Jody Dean (born 1959) is an American journalist and author and a member of the Texas Radio Hall of Fame. During his career, Dean has worked with, interviewed, or performed with thousands of public figures, actors, musicians, authors, artists, and comics. Dean currently hosts a program on CBS-11 in DFW.

Early life and education
Born in Fort Worth, Texas, Dean's career in broadcasting began in junior high school in 1973 on WBAP-TV's Museum of Horrors. After graduating from Ft. Worth's Paschal High School as a highly recruited football player, he took a shift at Abilene Christian University's campus radio station. Dean eventually left college for his first job, at KPAR in Granbury, Texas. A few months later he was hired at 1360 KXOL and has worked in Dallas-Ft. Worth ever since.

Career

1980-1987
In 1980, Dean moved to 1190 KLIF. In 1981, he took on a three-hour Tuesday overnight shift at Dallas' legendary KVIL. Dean was eventually promoted to evenings, but his ratings were disastrous. In 1987, he was taken off the air and moved to a behind-the-scenes job as morning show producer, a move that resulted in seven years of tutelage under the direct oversight of National Broadcast Association Hall of Famer Ron Chapman, who remains Dean's close friend and mentor.

1991-1999
In 1991, Dean became executive producer for the Dallas Cowboys Radio Network. In 1994, he moved to KRLD to host a mid-day talk show. Again, his ratings as a solo host were disappointing, and in a last-ditch change, he was reassigned as co-anchor of the KRLD Morning News in 1999. That led to a collaboration with co-anchor Jack Hines that lasted for another six years and included coverage of pivotal events such as the Oklahoma City bombing, the Fort Worth Tornado, and 9/11.

In 1995, Dean was named co-host of KTVT's Positively Texas! – an afternoon talk and variety show. After initial success, the show began languishing in the ratings, and Dean was approached about possibly switching to news. He began hosting the noon and 5 p.m. news with Rene Syler on CBS 11 – followed by co-hosting duties with Maria Arita on CBS 11 News at 4.

2002-present
By 2005, Ron Chapman was at KLUV and seeking a successor. He turned to Dean, who became KLUV Morning Show host upon Chapman's retirement that year. For a period of time, Jody Dean and the Morning Team was also televised each weekday morning from 7 until 9 on KTXA-TV. Until January 2013, the KLUV Morning Show was co-hosted by news reporter Kathy Jones, traffic reporter Jonathan Hayes, Rebekah Black, and producer Bernie "Mac" Moreland.

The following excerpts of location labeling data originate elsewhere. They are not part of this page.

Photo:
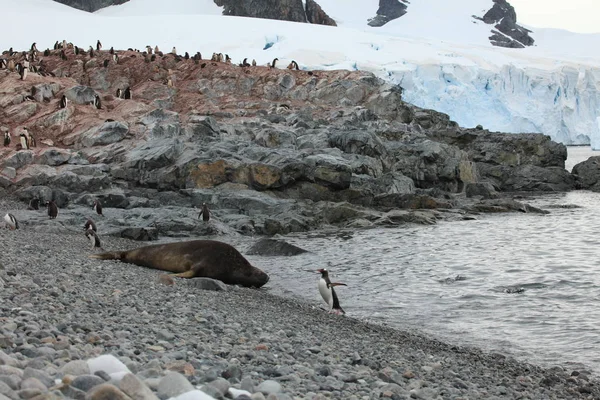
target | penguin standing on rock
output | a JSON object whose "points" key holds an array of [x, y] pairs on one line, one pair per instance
{"points": [[328, 293], [205, 213], [52, 209], [11, 222], [34, 204], [90, 225], [93, 238], [98, 207], [97, 102], [24, 141]]}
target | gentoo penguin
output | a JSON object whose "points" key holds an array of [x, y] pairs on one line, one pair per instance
{"points": [[97, 102], [34, 204], [52, 209], [90, 225], [98, 207], [24, 141], [23, 72], [11, 222], [93, 238], [205, 213], [328, 293]]}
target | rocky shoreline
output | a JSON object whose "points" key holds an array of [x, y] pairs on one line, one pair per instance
{"points": [[59, 307], [272, 151]]}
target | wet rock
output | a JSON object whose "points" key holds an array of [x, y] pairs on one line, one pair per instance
{"points": [[274, 247]]}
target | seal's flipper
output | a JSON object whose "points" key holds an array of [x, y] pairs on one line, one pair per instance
{"points": [[186, 274]]}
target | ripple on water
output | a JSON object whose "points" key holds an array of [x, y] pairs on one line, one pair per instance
{"points": [[406, 277]]}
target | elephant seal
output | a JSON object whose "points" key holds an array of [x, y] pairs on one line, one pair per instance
{"points": [[195, 258]]}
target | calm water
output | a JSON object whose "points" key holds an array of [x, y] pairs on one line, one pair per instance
{"points": [[529, 287]]}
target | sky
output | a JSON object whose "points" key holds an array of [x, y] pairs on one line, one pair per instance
{"points": [[574, 15]]}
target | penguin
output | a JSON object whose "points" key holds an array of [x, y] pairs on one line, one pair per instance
{"points": [[11, 222], [90, 225], [34, 204], [98, 207], [97, 102], [52, 209], [24, 141], [63, 101], [23, 72], [328, 293], [205, 213], [93, 238]]}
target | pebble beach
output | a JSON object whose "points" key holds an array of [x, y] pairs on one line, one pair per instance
{"points": [[73, 327]]}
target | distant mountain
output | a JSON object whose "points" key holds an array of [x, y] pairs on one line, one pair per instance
{"points": [[498, 13]]}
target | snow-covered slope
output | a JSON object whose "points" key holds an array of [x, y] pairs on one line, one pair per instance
{"points": [[437, 52]]}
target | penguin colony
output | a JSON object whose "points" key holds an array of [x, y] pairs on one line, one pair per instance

Dean was the original deejay, emcee, and rodeo announcer at Billy Bob's Texas, and most recently served as the main public address announcer for Dallas Cowboys home games at Cowboys Stadium. He has also served as public address announcer for the Cotton Bowl since 2009. His final football game at what is now AT&T Stadium was Super Bowl XLV, allowing his voice to be heard before an international audience during the pregame ceremonies.

In 2011, Dean appeared as a peripheral cast member on a cable reality show entitled Most Eligible Dallas.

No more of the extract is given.